McBrowne points out that the needs can depend the kind of music the artist plays or on the size of the venue in which the guitarist usually performs, be it Brattleboro's intimate Metropolis or a much more capacious concert hall.
“The differences between guitars can be subtle and sophisticated, as the difference between an opera or blues singer,” continues Millard. “I will not consider working with someone who says that he wants his guitar to sound 'cool.'”
Millard said he finds the Next Stage concert a great and unexpected honor.
“Oh gosh, I am flattered beyond imagination. Here I am at 65, and I have been quietly making guitars since my early 20s, and now this.
“I have become a big fish in a small pond. I have lived in Windham County for a long time, so I find people keep coming up to me to say things like, 'Wow, I can't wait to see you at the great concert.' The benefit is rather like an avalanche - beautiful, but in a way overwhelming.”
In fact, Millard says he thinks everyone is making too much of a fuss over him.

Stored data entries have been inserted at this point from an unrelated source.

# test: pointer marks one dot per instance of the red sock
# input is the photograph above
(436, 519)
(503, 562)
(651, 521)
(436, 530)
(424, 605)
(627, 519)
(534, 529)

“Making guitars is a simply my process of engaging with humanity directly,” he says. “I realize that my guitars do mean a lot to some people. But it can be almost obsessional. People get excited over these guitars like they do about certain movies or fancy cars. I am very happy to being doing this benefit for Next Stage, but I am a little apprehensive about such concern over someone's work. What a person does is not what that person is. Work should not be what defines a person. A person should be celebrated for his relationship with his family and friends, and how he lives day to day throughout his life. That is who we are.”
Millard says that he feels a direct musical connections to all who play his guitars.
“The guitars themselves may be how I came to know these people, but through the process of building a guitar for them deeper bonds were formed. All artists in this concert are more important to me as friends than musicians. And what I most look forward to in the upcoming concert is joining in a musical dialogue, both with these musicians and with the audience.”